The other thing to discuss is that if we actually put all the Cython files into a separate folder, why not create a separate Python package with only the Cython stuff in it, exactly like the GSTools-Core package with the Rust bindings? That would actually make a lot of things much easier for the GSTools package, as the Cython code only changes very seldomly and we could skip all the compilation steps and the rather complicated setup.
What do you think of this, maybe temporary, compromise: At the beginning of each Python file which depends on Cython or Rust files, we could define not so abstract functions, which bundle the messy stuff, like all the if's and linter instructions.
Here is an example for variogram.py
:
def directional(
field,
bin_edges,
pos,
direction,
angles_tol=np.pi/8.0,
bandwidth=-1.0,
separate_dirs=False,
estimator_type="m",
num_threads=None,
):
if (
config.USE_GSTOOLS_CORE
and config._GSTOOLS_CORE_AVAIL # pylint: disable=W0212
): # pylint: disable=W0212
directional = directional_gsc # pylint: disable=E0606
else:
directional = directional_c
return directional(
field,
bin_edges,
pos,
direction,
angles_tol,
bandwidth,
separate_dirs,
estimator_type,
num_threads,
)
Then, further down in the code, you would only call this function: directional(...)
.
That way, we still have the code structured and encapsulated according to GSTool's submodules and the interesting parts of the code are not cluttered with distracting stuff.

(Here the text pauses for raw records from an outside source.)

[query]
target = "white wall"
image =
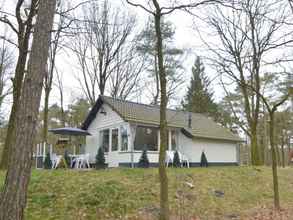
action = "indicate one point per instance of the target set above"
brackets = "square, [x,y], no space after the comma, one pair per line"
[110,120]
[216,151]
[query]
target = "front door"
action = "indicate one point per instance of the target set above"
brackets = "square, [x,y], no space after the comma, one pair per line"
[113,156]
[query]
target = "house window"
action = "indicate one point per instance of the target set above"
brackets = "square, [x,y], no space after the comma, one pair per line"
[124,138]
[174,140]
[115,139]
[146,138]
[104,139]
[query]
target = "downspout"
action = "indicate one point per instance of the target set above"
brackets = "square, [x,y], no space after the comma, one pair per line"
[133,133]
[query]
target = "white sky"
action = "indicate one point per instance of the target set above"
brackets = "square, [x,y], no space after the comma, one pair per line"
[185,37]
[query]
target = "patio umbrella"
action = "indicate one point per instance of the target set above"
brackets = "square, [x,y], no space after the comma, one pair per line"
[70,131]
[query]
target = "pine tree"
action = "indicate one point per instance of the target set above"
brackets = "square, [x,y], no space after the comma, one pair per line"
[203,160]
[100,159]
[48,162]
[199,97]
[67,158]
[144,161]
[176,160]
[172,56]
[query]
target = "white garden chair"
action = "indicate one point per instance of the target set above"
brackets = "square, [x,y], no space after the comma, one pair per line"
[55,160]
[169,157]
[82,160]
[183,159]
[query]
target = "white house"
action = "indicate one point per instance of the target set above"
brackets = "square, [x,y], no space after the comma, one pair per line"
[126,128]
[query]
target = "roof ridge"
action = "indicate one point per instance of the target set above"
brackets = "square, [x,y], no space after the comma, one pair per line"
[149,105]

The other thing to discuss is that if we actually put all the Cython files into a separate folder, why not create a separate Python package with only the Cython stuff in it, exactly like the GSTools-Core package with the Rust bindings? That would actually make a lot of things much easier for the GSTools package, as the Cython code only changes very seldomly and we could skip all the compilation steps and the rather complicated setup.

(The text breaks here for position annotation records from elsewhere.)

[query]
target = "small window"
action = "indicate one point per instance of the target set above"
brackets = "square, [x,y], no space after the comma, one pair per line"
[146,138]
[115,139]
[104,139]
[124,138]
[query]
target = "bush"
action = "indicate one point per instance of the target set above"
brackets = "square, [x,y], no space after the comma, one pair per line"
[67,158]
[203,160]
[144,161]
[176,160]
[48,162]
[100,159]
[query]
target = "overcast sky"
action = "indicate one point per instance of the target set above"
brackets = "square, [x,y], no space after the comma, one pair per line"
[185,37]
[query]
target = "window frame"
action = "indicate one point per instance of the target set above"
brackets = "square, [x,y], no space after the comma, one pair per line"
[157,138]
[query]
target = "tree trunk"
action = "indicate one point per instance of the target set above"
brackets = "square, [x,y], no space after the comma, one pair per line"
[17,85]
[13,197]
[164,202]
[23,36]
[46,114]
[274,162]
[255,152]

I love the idea of a GSTools_cython
package. Will try this by forking GSTools and removing everything but the cython code to keep a history.
Your other proposal seems reasonable for the time being.
awesome!
I just moved all the if-logic into separate functions on the sub-module level. A few things to discuss:
num_threads
be? In Cython and Rust, it's None
. I proposed num_threads=config.NUM_THREADS
in the commit.* How detailed should the docstrings of the wrappers be?
Wouldn't add doc strings in the wrapper
* Should the functions start with an underscore? - And then remove the notes from the docstrings.
Yes, keep it private (and no need for doc strings)
* What should the default value of the optional argument `num_threads` be? In Cython and Rust, it's `None`. I proposed `num_threads=config.NUM_THREADS` in the commit.
Would use None in the wrapper like in the cython/rust implementations. Later num_threads=config.NUM_THREADS
is passed either way.
For new cython backend see here: https://github.com/GeoStat-Framework/GSTools-Cython/pull/1 :tada:
Okay, I updated the wrappers. But just for code documentation, I included super-short docstrings. I could imagine that those functions would be rather confusing, if they have no description at all.
If you are fine with that decision, LGTM?
I think this is finally ready?!
As mentioned in #343, our very clean and elegant implementation of the conditional import of OpenMP is deprecated and this is my attend to find a new solution.